Все, все, что гибелью грозит,
Для сердца смертного таит
Неизъяснимы наслажденья -
Бессмертья, может быть, залог!
И счастлив тот, кто средь волненья
Их обретать и ведать мог.

      "Бессмертья, может быть, залог!" - Кто не рисковал, тот, может быть, и не жил, и риск сам по себе - бессмертья, может быть, залог... Пушкин касается здесь глубоко архаических языческих верований о спасении через героизм... Вальсингам спорит в "Пире" со священником... Тема дворянства (рыцарства) и священства и, более общим образом, тема государства и церкви волновала Пушкина всю жизнь. И здесь, в "Капитанской дочке", Пушкин дал относительно уравновешенную трактовку этой темы. Если в таких произведениях, как "Пир во время чумы", скорее, только поставлен вопрос [18], то в "Капитанской дочке" дан уже и некоторый ответ, ответ глубоко национальный, как бы от лица русской истории.

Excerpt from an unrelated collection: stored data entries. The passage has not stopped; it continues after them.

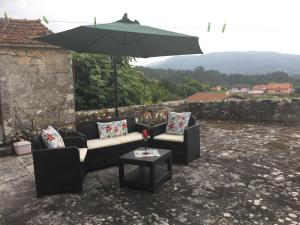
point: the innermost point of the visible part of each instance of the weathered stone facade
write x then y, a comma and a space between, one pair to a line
282, 110
36, 89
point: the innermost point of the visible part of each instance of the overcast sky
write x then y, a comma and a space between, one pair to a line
252, 25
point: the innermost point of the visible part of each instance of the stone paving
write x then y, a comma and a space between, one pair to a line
247, 174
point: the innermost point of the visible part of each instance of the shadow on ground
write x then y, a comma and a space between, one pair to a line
247, 174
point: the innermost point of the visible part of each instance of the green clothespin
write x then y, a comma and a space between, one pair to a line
45, 20
224, 26
6, 17
208, 27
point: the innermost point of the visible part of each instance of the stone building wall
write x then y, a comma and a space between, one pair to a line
36, 89
283, 110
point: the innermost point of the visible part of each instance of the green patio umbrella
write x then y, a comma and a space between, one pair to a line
124, 38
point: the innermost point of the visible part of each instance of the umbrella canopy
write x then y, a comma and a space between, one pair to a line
124, 38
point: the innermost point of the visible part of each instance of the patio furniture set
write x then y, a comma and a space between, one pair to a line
63, 168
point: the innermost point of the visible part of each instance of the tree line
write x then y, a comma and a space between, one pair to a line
94, 87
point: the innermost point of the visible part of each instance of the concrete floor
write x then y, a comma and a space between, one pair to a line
247, 174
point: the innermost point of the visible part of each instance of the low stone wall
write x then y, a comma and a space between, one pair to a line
283, 110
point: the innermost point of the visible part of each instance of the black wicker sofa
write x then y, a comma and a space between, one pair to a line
185, 148
63, 169
105, 153
59, 170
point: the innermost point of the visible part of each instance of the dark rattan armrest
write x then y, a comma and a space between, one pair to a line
158, 129
140, 127
75, 141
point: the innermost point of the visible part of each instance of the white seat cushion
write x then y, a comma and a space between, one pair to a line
97, 143
169, 137
82, 154
130, 137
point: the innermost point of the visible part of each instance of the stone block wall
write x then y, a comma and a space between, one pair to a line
36, 89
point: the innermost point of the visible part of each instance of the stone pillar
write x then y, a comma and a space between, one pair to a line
36, 88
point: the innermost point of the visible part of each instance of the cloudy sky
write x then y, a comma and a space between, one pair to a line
251, 25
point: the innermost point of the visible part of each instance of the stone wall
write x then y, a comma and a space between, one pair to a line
282, 110
36, 89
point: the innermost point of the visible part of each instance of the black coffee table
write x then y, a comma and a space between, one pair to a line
151, 172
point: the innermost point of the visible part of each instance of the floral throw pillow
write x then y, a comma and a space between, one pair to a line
177, 122
52, 138
112, 129
120, 127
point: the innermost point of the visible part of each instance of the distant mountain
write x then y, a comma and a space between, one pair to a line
235, 62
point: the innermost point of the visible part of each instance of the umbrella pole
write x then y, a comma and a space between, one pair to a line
114, 64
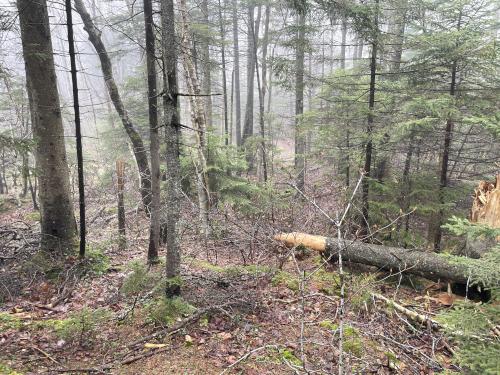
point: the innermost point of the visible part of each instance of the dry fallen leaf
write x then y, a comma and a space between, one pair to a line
446, 299
224, 335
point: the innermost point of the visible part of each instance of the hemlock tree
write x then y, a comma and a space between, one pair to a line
172, 138
58, 225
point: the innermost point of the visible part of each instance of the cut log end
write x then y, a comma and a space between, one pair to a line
318, 243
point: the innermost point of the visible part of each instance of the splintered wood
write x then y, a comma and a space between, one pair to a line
486, 205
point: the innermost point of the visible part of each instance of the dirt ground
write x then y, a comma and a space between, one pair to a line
275, 311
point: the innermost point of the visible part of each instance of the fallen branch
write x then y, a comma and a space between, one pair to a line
191, 319
429, 265
416, 317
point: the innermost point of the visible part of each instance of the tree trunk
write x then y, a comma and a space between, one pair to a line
443, 178
172, 155
78, 133
120, 182
300, 139
24, 174
199, 121
237, 95
56, 206
224, 78
369, 130
397, 28
33, 191
206, 66
154, 147
404, 197
253, 30
138, 147
262, 89
392, 259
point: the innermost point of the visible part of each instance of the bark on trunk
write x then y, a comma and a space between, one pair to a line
120, 182
138, 148
262, 90
343, 44
154, 146
56, 207
369, 129
429, 265
172, 156
300, 139
237, 96
78, 133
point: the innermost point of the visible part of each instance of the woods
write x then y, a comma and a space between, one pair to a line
306, 186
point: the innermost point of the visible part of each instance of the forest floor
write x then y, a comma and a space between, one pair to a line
272, 310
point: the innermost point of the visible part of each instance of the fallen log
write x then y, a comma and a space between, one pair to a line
425, 264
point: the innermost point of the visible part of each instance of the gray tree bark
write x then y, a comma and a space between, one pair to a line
58, 226
236, 57
138, 148
172, 155
393, 259
199, 121
154, 147
252, 36
300, 137
206, 66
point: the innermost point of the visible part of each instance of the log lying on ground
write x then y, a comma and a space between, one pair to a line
429, 265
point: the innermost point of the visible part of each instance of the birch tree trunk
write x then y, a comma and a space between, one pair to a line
224, 78
236, 58
172, 154
253, 35
138, 148
199, 121
58, 226
448, 133
154, 147
300, 139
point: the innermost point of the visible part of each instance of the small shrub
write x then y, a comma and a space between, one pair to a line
289, 356
96, 261
165, 311
359, 290
9, 321
326, 282
286, 279
81, 326
352, 342
6, 370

      Эта жизнь, как риск, как захватывающая игра со смертью в пугачевском "Ась, ваше благородие?", как все, что касается свободы, расщепляется на две темы, соответственно нашим двум уровням свободы (второму и третьему). Тут и высокая игра героизма, но тут и жизнеутверждающая надежда на спасение. И именно последнее тут же подхватывает Гринев: "Насмешка Пугачева возвратила мне бодрость. Я спокойно отвечал..." Однако не может быть покоя в этом мире, раздираемом непримиримой борьбой: сообщник Пугачева Белобородов опять требует допроса Гринева. Спор Белобородова и Хлопуши еще сильнее заостряет ситуацию [19]. И Пугачев, и Гринев чувствуют опасность. Нужно как-то вернуться на тот особый уровень общения, который дорог - и жизненно необходим - обоим. Хотя бы напоминанием о нем. "Я увидел необходимость переменить разговор, который мог кончиться для меня очень невыгодным образом, и, обратясь к Пугачеву, сказал ему с веселым видом: "Ах! я было и забыл благодарить тебя за лошадь и тулуп. Без тебя я не добрался бы до города и замерз бы на дороге". Уловка моя удалась. Пугачев развеселился" [20]. Это не только благодарность - и как бы лесть - за доброту Пугачева. Это напоминание о другой возможной жизни. Это как бы воспоминание в хмурый и холодный день о весеннем солнышке у ручьях... И лед подозрительности (со стороны Пугачева) растоплен. Разговор опять принимает частный характер, поверх всех разделяющих барьеров. Пугачев узнает, что речь идет о невесте Гринева, и склоняется к тому, чтобы помочь жениху.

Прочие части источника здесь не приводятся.